Comey announced the closure of the case on the weekend before Election Day, but the recriminations have continued from Clinton, who blames Comey for helping to turn the tide against her.

"I was on the way to winning until the combination of Jim Comey's letter (to Congress) on Oct. 28 and Russian Wikileaks (release of hacked campaign emails) raised doubts in the minds of people who were inclined to vote for me but got scared off," Clinton said in an interview last month.

Comey last month staunchly defended his actions telling a Senate panel — just six days before his firing — that had he remained silent about the potentially new evidence it would have been the "death of the FBI as an institution in America.''

Still, he acknowledged the possible repercussions of his decisions. "It makes me mildly nauseous that we would have had an impact on the election,'' he said.

FBI and Russia 'coordination' 

Details about the FBI's inquiry into Russia's intervention in the presidential campaign had been trickling into the public domain for weeks, but Comey's testimony earlier this year before the House Intelligence Committee landed with unusual force.
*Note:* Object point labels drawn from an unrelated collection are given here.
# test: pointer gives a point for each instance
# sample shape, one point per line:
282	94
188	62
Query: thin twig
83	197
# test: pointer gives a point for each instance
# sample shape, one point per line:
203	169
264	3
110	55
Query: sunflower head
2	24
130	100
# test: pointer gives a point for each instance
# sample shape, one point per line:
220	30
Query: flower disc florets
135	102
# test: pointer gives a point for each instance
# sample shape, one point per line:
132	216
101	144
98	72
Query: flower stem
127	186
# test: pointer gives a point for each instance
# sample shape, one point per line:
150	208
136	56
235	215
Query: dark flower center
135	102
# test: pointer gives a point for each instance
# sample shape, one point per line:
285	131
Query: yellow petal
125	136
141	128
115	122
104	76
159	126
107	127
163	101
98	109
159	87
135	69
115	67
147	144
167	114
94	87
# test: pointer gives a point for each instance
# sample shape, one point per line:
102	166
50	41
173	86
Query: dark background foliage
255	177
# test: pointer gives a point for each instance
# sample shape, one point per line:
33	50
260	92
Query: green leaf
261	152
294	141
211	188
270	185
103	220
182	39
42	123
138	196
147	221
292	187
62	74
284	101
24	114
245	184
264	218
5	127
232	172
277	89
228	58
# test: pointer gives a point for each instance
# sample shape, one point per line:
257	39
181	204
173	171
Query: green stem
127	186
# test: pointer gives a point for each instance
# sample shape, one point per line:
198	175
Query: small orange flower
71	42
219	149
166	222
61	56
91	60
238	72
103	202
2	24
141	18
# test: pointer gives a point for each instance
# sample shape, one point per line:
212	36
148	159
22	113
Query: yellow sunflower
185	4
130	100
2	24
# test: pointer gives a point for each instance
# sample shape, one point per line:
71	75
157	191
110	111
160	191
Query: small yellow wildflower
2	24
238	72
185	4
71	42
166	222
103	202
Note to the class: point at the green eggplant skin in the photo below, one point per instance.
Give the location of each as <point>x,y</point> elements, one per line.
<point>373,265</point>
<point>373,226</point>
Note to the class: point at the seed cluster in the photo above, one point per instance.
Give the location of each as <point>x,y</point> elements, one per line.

"We are investigating whether there was any coordination between people associated with the Trump campaign and the Russians,'' Comey said March 20.

The statement, which the FBI director said had been cleared by the Justice Department, confirmed for the first time publicly that the FBI was not only investigating possible election interference but whether there was collusion.

"If any Americans are part of that effort,'' Comey told the panel, "then that is a very serious matter.'' At the same time, the director also strongly rejected Trump's previous assertions that the Obama administration wiretapped the president's New York offices in advance of the 2016 elections.

Trump immediately characterized the assessment as "fake news,'' appearing to acknowledge that Comey's statement raised the prospect that a criminal probe could indefinitely shadow the administration.

Including special counsel Mueller's counterintelligence inquiry, there are now four active congressional investigations into Russia's interference in the 2016 elections.